Lately, Seth and I have been having some of those big “life” talks – the kind that focus on the future, the kind that make you re-evaluate your relationships, the kind that leave you feeling like you have no idea what you’re doing or where you’re meant to be or what you’re meant to be doing. You know, the kind that lead to bickering and elevated stress levels and momentary breakdowns? There have been a lot of “I don’t fucking knows” and “what the fucks” and “oh my fucking gods” and “what ifs” — a lot of moments spent regrouping and talking to the walls. So when an old friend randomly texted me last week to see if I was available for happy hour, I jumped at the chance.

I couldn’t remember the last time that I’d actually seen her but I knew it had been years. She’d been busy following her career, traveling the country and making new friends where ever the road took her and I’d been busy — well, you know — doing that surprise domestic mom thing. Over the years, we’d kept in touch in small ways — texts here and there, snapchats back and forth, maybe a few emails every now and then. Whenever something big would happen (babies, moves, marriages) or a holiday would come around, we liked to wistfully text about meeting up when she was in town next – but time is hard to come by these days (and by these days I mean, adulthood).

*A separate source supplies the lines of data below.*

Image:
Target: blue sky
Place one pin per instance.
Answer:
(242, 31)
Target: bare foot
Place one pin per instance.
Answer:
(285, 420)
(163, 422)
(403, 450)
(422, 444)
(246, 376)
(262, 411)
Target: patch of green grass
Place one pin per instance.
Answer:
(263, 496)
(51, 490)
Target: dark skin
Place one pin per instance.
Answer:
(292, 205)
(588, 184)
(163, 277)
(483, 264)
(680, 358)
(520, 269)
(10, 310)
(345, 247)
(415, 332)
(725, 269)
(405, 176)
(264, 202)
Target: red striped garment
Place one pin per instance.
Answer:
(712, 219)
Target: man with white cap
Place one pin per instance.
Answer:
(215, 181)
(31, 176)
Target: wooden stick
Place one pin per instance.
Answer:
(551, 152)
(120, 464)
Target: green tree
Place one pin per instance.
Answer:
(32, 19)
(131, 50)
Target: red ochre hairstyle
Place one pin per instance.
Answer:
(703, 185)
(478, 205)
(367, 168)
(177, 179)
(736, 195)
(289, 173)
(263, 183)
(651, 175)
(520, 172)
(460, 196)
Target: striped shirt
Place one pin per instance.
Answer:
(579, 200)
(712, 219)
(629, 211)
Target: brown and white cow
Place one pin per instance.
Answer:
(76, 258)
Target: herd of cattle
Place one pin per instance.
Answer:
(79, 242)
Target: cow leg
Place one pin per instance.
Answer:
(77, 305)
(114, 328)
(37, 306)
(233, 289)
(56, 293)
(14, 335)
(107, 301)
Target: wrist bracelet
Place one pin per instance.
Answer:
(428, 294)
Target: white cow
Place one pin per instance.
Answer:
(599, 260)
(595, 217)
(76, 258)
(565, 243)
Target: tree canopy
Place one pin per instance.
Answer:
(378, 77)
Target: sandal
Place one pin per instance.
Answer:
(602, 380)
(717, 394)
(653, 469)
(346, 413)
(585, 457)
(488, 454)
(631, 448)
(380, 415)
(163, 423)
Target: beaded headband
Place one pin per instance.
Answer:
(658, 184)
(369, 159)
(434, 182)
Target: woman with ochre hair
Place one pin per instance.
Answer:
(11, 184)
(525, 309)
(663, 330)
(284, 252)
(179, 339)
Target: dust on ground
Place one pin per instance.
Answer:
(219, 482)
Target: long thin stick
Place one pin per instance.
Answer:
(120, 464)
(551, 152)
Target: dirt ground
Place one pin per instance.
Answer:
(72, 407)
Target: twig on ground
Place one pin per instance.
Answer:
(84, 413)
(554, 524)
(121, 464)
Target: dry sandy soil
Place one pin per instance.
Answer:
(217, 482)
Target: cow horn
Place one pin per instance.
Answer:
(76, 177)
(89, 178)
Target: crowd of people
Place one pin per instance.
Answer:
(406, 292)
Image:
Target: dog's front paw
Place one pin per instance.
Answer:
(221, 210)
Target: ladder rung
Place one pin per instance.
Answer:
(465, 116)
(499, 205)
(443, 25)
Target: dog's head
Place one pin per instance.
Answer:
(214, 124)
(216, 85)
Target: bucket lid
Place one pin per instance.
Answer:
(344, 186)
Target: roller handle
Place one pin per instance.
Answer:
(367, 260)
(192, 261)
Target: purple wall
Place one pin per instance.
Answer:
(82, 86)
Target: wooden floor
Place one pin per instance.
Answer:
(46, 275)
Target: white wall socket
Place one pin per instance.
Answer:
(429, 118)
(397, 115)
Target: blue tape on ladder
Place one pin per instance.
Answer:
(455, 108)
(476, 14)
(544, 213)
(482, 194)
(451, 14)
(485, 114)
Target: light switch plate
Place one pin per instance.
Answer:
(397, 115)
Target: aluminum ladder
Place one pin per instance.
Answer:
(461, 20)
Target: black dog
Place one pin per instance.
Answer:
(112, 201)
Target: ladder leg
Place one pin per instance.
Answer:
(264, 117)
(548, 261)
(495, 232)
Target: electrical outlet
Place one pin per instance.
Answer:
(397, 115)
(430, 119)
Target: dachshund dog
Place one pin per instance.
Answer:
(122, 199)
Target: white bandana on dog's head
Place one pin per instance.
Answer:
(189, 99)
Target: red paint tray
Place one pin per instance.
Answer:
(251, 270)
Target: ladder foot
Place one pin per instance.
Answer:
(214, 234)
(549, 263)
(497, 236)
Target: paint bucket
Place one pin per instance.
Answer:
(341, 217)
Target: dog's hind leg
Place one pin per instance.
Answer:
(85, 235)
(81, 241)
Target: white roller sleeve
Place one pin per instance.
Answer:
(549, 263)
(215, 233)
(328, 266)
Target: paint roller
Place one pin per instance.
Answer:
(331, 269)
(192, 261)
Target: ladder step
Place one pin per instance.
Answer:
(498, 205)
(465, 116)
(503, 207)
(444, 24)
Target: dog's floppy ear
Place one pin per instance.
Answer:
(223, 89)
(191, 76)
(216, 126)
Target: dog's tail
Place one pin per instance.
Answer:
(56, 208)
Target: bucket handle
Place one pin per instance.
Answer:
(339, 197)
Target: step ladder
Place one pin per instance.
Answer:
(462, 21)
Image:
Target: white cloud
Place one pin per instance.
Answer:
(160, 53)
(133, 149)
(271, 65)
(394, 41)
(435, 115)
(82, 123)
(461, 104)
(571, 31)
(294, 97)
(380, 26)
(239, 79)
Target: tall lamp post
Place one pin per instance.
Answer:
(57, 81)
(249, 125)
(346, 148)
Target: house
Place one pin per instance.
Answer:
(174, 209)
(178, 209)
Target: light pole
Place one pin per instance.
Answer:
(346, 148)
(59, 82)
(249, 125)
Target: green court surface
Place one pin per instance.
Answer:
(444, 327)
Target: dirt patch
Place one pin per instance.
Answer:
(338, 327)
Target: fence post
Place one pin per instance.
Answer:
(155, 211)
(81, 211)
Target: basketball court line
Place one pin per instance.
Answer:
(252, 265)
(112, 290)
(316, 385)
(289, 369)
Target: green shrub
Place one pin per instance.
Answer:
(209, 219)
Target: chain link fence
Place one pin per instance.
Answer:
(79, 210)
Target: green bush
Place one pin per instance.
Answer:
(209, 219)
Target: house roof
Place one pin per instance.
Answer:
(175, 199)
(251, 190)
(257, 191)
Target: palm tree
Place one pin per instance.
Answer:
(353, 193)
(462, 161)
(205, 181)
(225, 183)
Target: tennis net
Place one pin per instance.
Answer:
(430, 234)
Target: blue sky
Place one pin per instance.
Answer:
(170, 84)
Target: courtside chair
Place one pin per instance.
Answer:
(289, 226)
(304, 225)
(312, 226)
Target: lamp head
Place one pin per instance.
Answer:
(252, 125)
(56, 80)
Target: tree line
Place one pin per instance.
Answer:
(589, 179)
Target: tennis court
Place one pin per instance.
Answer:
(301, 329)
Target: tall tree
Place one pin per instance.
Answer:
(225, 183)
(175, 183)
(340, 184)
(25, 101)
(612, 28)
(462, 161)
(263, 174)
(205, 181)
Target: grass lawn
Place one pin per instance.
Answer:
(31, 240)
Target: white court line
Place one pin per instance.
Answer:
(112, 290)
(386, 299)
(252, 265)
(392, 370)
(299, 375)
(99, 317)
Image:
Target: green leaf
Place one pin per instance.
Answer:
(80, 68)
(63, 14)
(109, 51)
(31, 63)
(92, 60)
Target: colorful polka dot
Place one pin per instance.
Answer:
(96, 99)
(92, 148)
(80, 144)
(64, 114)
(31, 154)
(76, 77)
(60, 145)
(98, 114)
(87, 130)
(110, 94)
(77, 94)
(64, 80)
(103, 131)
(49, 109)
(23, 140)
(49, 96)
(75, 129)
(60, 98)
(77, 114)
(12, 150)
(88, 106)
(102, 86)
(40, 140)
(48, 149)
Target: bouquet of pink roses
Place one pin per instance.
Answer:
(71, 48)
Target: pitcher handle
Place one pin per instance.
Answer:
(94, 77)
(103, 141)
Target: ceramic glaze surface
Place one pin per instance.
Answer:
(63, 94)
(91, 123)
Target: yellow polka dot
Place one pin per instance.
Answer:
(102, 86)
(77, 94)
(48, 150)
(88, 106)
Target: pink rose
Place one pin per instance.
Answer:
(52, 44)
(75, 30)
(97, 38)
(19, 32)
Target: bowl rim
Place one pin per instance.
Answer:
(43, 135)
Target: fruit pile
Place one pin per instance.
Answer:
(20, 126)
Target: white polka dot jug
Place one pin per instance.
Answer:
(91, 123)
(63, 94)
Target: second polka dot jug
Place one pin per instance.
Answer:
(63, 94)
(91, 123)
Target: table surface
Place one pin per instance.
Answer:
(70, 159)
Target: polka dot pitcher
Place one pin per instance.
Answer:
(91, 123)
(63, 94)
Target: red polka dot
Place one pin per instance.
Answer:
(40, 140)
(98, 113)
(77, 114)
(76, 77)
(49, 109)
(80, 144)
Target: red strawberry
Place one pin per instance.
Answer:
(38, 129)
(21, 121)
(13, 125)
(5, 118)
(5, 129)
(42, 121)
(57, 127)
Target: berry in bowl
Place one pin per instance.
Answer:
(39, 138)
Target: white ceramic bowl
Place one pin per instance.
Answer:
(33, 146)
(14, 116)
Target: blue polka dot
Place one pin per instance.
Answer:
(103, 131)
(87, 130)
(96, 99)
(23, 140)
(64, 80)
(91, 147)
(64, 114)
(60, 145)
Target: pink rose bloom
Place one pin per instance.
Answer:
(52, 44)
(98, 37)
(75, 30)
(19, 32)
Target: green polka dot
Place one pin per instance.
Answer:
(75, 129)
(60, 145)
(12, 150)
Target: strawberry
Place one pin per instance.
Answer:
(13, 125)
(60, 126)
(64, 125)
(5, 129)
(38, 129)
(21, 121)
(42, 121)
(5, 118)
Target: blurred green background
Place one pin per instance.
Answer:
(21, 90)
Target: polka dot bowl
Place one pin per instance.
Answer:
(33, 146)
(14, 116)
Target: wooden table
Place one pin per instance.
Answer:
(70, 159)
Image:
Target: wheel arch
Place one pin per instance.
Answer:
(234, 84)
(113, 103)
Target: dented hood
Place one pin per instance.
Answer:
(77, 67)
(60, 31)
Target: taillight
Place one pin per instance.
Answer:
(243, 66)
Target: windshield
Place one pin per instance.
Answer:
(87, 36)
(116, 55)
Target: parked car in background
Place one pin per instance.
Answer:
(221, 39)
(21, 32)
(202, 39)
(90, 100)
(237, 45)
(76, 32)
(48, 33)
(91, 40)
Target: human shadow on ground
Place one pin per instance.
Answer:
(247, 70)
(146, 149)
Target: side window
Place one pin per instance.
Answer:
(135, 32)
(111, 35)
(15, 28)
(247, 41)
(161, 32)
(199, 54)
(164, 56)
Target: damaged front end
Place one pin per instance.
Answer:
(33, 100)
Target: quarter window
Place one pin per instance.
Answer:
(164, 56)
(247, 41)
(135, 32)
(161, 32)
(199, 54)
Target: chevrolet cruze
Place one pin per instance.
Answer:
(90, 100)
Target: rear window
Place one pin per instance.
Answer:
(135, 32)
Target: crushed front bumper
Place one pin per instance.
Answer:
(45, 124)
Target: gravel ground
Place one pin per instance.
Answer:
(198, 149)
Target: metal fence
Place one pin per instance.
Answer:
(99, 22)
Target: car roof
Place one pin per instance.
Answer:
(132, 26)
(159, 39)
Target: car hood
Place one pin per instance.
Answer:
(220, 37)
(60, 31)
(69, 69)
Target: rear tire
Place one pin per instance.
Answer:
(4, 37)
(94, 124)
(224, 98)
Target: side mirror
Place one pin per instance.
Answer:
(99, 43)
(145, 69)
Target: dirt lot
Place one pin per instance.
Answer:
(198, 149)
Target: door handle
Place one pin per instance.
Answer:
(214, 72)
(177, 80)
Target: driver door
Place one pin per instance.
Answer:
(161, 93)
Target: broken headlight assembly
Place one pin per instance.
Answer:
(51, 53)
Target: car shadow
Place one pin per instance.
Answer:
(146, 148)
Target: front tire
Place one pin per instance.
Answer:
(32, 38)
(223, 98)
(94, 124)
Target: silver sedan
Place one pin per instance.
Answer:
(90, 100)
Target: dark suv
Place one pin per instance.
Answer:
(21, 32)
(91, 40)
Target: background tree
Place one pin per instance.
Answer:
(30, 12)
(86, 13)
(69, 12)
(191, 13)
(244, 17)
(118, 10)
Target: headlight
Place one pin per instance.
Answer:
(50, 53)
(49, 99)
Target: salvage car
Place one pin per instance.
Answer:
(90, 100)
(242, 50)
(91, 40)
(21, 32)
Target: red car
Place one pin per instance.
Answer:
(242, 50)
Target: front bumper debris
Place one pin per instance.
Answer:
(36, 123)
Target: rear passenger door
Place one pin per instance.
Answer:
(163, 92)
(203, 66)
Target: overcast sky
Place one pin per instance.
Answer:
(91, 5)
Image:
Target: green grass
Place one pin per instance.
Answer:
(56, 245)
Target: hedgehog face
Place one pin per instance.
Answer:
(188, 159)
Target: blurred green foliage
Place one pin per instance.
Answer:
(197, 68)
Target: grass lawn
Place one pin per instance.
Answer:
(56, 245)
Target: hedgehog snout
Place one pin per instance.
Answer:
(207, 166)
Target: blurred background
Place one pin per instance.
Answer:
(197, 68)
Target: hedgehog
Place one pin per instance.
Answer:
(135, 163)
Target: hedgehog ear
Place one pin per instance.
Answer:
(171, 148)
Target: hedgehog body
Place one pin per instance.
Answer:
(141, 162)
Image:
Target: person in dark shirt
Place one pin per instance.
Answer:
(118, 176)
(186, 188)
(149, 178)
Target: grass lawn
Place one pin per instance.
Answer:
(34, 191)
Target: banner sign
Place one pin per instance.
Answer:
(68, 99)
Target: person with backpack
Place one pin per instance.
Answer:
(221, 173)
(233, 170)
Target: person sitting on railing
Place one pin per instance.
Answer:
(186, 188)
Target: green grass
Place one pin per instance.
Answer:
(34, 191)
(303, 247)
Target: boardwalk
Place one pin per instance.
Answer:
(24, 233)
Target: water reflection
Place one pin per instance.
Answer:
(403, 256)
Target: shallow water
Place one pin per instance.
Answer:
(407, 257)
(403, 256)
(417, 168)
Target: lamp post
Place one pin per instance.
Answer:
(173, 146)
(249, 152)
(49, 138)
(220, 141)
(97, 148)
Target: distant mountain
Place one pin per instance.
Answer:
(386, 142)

As I drove down to meet her, I racked my brain trying to remember the last time we’d been together.

“Oh my God, it’s been forever — I can’t even remember the last time I saw you!”
“I do! We went to lunch. You told me you were dating Seth and you were 12 weeks pregnant with Matty!”
“Oh my God.”

We reminisced about old times and laughed as though a day hadn’t passed. We caught up on everything as if three and a half years wasn’t that much time at all. And the hours passed like minutes. We laughed, shared life stories and talked about our plans. We made travel plans for future rendévous and have ever intention of sticking to them. It was the best hour turned into four and half hours I’ve shared in a long time. As we hugged in the parking lot, I fought back tears. Isn’t it funny when the universe drops something in your lap and you think, “oh, that’s nice” and then you end up realizing it was EXACTLY what you needed, EXACTLY when you needed it and you had no idea how desperate you were for it? I drove home with a heart full to the fucking brim and an overwhelming sense of gratitude.

When I got home I told Seth about the plans we had made, how great it was to see her and how oddly reassuring it was. Seth, being the husband that he is, said, “Babe, you could have stayed out longer as long as you didn’t come home and puke on the floor.” I blame St Patrick’s Day 2016 for coinciding with my first happy hour post-baby. But this wasn’t just any happy hour where you depend on the booze to ease your life struggles, it was therapy in its purest form – an old friend with a heart of gold (the booze was just a plus).